Serdar Yaman is an independent physics researcher, software engineer, foundational thinker, and the author of the Algorithmic Reality Model (ARM). His research focuses on resolving the foundational paradoxes of quantum mechanics and general relativity by modelling the universe as a finite, resource-constrained computational system bounded by information thermodynamics.
Yaman’s approach is deeply rooted in his early background in computational physics. During his Physics education, he served as the computational physicist within an experimental research group designing non-destructive evaluation devices utilising YBCO superconductors and SQUID magnetometers, gaining firsthand exposure to the macroscopic quantum world. Computationally, long before the advent of modern commercial physics engines, Yaman engineered a complete 3D physics simulator entirely from scratch using C# and OpenGL. Operating on early 1 GHz processors without third-party libraries, his engine performed real-time scientific telemetry, tracking thousands of elements, complex material properties, and kinematic collisions.

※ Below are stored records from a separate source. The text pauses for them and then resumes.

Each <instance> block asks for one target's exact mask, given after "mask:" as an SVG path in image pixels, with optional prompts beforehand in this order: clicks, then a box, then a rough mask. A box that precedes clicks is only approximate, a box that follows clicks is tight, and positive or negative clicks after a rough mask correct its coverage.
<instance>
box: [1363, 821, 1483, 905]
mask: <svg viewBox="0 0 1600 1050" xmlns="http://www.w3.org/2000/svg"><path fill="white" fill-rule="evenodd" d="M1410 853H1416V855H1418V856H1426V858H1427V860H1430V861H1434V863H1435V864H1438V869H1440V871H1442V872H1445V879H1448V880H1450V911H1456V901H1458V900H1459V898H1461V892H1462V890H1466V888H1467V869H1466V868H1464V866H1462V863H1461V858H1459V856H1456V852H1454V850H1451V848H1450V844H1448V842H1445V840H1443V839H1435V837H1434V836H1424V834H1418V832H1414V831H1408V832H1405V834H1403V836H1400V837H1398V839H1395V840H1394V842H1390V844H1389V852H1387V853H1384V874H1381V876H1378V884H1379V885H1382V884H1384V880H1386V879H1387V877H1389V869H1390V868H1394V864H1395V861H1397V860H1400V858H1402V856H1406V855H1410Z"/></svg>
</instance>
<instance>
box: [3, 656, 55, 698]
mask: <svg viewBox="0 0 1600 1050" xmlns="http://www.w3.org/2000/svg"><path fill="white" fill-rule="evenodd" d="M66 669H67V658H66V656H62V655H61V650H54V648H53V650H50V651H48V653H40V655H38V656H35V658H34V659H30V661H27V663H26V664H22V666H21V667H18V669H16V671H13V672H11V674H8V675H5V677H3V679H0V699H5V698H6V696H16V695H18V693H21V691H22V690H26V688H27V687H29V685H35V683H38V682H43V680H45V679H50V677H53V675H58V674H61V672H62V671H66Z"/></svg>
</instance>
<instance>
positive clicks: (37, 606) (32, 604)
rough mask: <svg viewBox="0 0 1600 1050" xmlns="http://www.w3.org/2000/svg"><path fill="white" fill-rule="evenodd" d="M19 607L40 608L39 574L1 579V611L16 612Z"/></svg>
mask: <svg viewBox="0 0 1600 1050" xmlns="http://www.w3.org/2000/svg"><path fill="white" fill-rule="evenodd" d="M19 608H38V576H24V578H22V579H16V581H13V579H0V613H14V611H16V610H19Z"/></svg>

His BSc graduation project leveraged this custom architecture to computationally simulate and present Einstein’s Brownian motion derived entirely from pure, discrete Newtonian kinematics. This early work instilled a profound, practical understanding of the processing and memory costs inherent in simulating emergent physical realities from the bottom up.
Leaving his master’s studies in their first year to enter the private sector, Yaman spent the next 24 years as a technology entrepreneur and full-stack software developer. He designed, built, and scaled complex data and informatics systems across e-commerce, game development, and healthcare — most recently architecting advanced health-data management platforms driven by agentic AI networks.
His return to theoretical physics bridges these two worlds. By applying the strict laws of algorithmic efficiency, memory aliasing, and the Bennett–Landauer thermodynamic bounds to quantum states, Yaman’s research treats the universe not as a continuous mathematical abstraction, but as a discrete rendering engine. His recent publications computationally demonstrate that many of the most persistent mysteries in physics — wavefunction collapse, the EPR paradox, emergent spacetime, mass & gravity, and the N-body problem — are not physical anomalies, but necessary algorithmic survival mechanisms executed by a universe rigorously managing its thermodynamic processing budget.